Posted by Save the Children on Wednesday, April 6, 2016

The Interior Ministry announced last month that a second group of 450 refugees would be brought to the country, but this has not yet happened.

The government also reportedly informed both the UN commissioner for refugees as well as the European Commission that it was willing to take in more people from Greece and Italy.

But when asked why these groups had not yet arrived in Spain, the interior ministry said that there were "procedural implications" under the EU quota plan that have delayed their arrival, including "the need to provide information about the country of relocation to the potential beneficiaries, security-related issues, and issues that are not completely resolved".

"Spain cannot act alone," the interior ministry told El Pais.
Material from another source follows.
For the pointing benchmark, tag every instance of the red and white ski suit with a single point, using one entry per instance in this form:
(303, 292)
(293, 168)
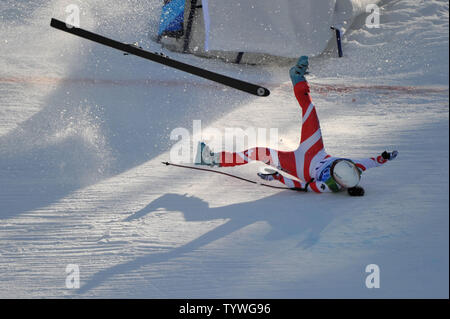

Spain received a total 14,600 first time asylum applicants in 2015, according to Eurostat, but has continued to face pressure from its own citizenship to take in more asylum seekers and criticism for its initial reluctance to adopt the EU quota agreement.

NGOs and Barcelona blame Spanish as well as European leaders for dragging their feet on the matter.

"Here there is not a problem of lack of money or infrastructure, but a lack of political will," explained Estrella Galán, secretary general of the Spanish Commission for Helping Refugees (CEAR), referring to the more than €200 million budgeted for refugee care.

The Red Cross of Spain said that in contrast, the EU has been quick to send back immigrants in Greece to Turkey under a controversial agreement where European countries take in one recognized Syrian refugee from Turkey for every Syrian Turkey takes back from having gone illegally to Europe.

"The government says that there’s a problem with red tape at the European level, especially with the identification of refugees in Greece," said Cristina Domínguez of the Spanish Red Cross to El Pais.

"They cast blame on one another. But I suppose that the refugees who are now being deported to Turkey also will have to register and this is being done much more quickly."